The notepad was a good feature. Losing it every time you reload was not.
     
10. Gameplay. I have to give it a lot of points here for being open and nonlinear. It's at least somewhat replayable (with different party combinations). But I also found it too easy and just a tad too long. Score: 5.

Add them up, and we get a subtotal of 45, but I feel the need to subtract a couple of points. One area that my GIMLET doesn't handle very well is the quality of dungeon exploration. When I've wanted to award points for the creative puzzles of a game like Dungeon Master, I've had to shoe-horn them into "Encounters and Foes" or offer bonus points at the end. Here, I have to do the opposite. Although I liked them in the beginning, by the end of the game, I thought The Magic Candle II's approach to dungeons just sucked. They're too big, they take forever, and they're a nightmare to navigate. To ensure you don't miss an important object or encounter, you have to hit every room, and because teleporters are so common in the dungeons, you have to step on practically every square, which involves a lot of "Repel" and "Walkwater" spells as well as creative party configurations. All the teleporters and ambushes got old fast, and the rooms are all relentlessly predictable--it would have been nice to occasionally enter one with no combats.

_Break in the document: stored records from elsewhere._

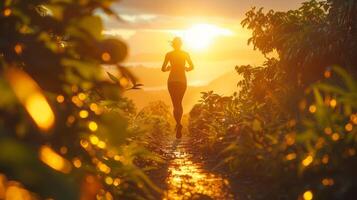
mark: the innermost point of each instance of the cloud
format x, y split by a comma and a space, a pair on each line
222, 8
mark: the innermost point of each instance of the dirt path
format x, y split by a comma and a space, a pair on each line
185, 176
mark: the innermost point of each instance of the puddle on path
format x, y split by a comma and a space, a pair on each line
187, 179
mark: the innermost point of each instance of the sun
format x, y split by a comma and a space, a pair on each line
201, 36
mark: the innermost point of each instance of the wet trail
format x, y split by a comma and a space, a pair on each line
186, 178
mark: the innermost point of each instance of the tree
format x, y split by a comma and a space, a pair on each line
63, 124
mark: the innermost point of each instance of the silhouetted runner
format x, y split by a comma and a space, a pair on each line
177, 82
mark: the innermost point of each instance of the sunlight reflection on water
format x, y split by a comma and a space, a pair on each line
188, 180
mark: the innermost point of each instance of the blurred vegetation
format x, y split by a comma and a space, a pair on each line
292, 124
65, 129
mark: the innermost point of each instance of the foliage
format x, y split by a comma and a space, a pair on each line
288, 127
63, 121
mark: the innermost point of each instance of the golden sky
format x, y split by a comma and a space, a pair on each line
210, 28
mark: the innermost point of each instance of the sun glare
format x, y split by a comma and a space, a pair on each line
201, 36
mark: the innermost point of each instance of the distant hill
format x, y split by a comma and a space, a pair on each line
154, 89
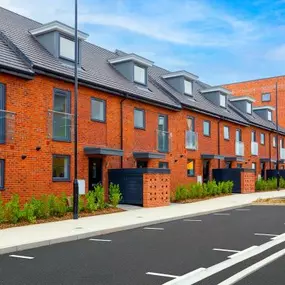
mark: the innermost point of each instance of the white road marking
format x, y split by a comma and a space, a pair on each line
266, 235
102, 240
242, 274
226, 250
156, 229
194, 278
162, 275
21, 256
243, 251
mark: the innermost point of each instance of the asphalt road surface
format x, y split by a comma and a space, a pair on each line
159, 253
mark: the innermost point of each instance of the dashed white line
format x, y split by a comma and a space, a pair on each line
162, 275
155, 229
101, 240
226, 250
21, 256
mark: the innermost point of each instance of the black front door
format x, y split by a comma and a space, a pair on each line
95, 172
206, 171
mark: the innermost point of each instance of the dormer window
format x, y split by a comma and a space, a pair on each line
248, 107
66, 48
139, 74
188, 87
222, 100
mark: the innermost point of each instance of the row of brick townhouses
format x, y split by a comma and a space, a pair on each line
131, 114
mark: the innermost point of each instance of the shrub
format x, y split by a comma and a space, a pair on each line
12, 212
115, 194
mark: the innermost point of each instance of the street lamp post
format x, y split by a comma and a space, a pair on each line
75, 182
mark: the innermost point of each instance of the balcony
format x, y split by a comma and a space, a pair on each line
60, 126
191, 140
254, 148
7, 126
163, 141
239, 148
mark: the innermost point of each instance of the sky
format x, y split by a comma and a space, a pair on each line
221, 41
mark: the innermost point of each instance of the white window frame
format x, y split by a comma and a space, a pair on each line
139, 74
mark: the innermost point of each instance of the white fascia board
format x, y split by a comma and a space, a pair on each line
133, 57
185, 74
243, 98
58, 26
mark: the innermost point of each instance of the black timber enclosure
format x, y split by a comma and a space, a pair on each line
230, 174
130, 181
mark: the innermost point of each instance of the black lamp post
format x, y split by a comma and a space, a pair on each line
75, 182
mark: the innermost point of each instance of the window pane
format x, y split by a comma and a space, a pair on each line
98, 110
188, 87
190, 167
139, 118
222, 100
67, 48
60, 167
139, 74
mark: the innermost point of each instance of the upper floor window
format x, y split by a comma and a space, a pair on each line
207, 128
66, 48
139, 120
248, 108
223, 101
139, 74
61, 115
98, 109
188, 87
265, 97
226, 133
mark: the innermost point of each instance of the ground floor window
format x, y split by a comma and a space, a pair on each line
2, 174
61, 167
163, 164
190, 167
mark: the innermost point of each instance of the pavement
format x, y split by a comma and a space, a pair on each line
209, 249
27, 237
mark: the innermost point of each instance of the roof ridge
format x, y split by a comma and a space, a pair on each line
16, 50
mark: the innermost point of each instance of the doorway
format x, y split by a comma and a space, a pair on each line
95, 172
206, 171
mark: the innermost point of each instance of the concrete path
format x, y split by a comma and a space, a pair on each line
20, 238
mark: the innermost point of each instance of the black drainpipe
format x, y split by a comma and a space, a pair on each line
122, 128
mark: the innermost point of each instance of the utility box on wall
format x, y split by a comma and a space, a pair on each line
148, 187
243, 178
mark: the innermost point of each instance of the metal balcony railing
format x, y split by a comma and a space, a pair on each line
239, 148
7, 126
254, 148
191, 140
60, 126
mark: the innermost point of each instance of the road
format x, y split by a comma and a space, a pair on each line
159, 253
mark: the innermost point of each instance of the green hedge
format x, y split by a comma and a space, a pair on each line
269, 184
198, 190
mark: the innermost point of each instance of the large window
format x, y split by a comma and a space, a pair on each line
226, 133
188, 87
139, 119
207, 128
61, 167
2, 166
98, 110
265, 97
139, 74
66, 48
61, 115
2, 114
190, 167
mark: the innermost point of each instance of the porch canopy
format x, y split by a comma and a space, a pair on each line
212, 156
148, 155
89, 150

Thus, subtracting 2 points, we get the final score of 43, 6 points lower than the original Magic Candle but still not bad. There are enough good elements that it deserves to be in my "recommended" zone; it's just oddly unsatisfying.
        
        
More than usual, I was curious how the reviewers of the time felt about the game. I was gratified to see Scorpia, in the June 1992 Computer Gaming World, expressing much of the same angst. While expressing admiration for many of the game's elements, she found dungeon-crawling a "tedious chore," largely because of all the ambushes. She also found the music system "too complicated to bother with." Overall, she found it "an uneven sequel" that needed "more work...in some areas." It sounds like the original release was terribly buggy, too.

As we've noted several times previously, by the early 1990s, CGW wasn't letting Scorpia have the final word on anything, so they published a follow-up review by Stefan Petrucha in the August 1992 issue. His experience with CRPGs is so limited that the review is almost embarrassing to read, far too concerned with graphics and sound, annoyed that he occasionally had to break immersion by looking things up in a paragraph book. (An editorial interpolation helpfully noted that such attitudes are not universal.) This line is particularly irksome: "Those who want a great musical score and the capacity to push the limits of their new 486/33 boards with SVGA graphics will be sorely disappointed." What you mean here, Stefan, is that non-CRPG fans will be sorely disappointed. But even though he clearly didn't win the game, he expresses the same praise I did for the world-building and NPC contributions.

The series has been good enough that I'm curious to see how it evolves in The Magic Candle III (1992) and Bloodstone: An Epic Dwarven Tale (1993), which I understand use the same engine. 1992 year also saw the release of Siege, a strategy game set on Gurtex, which I'm hoping doesn't have a lot of plot elements necessary to understand the series. Magic Candle creator Ali Atabek moved to Interplay in 1994, taking more of a management role, and he seems to have departed the industry later in the 1990s, moving to the medical software field.

Up next on the 1991 list, we have our first Italian CRPG, Time Horn.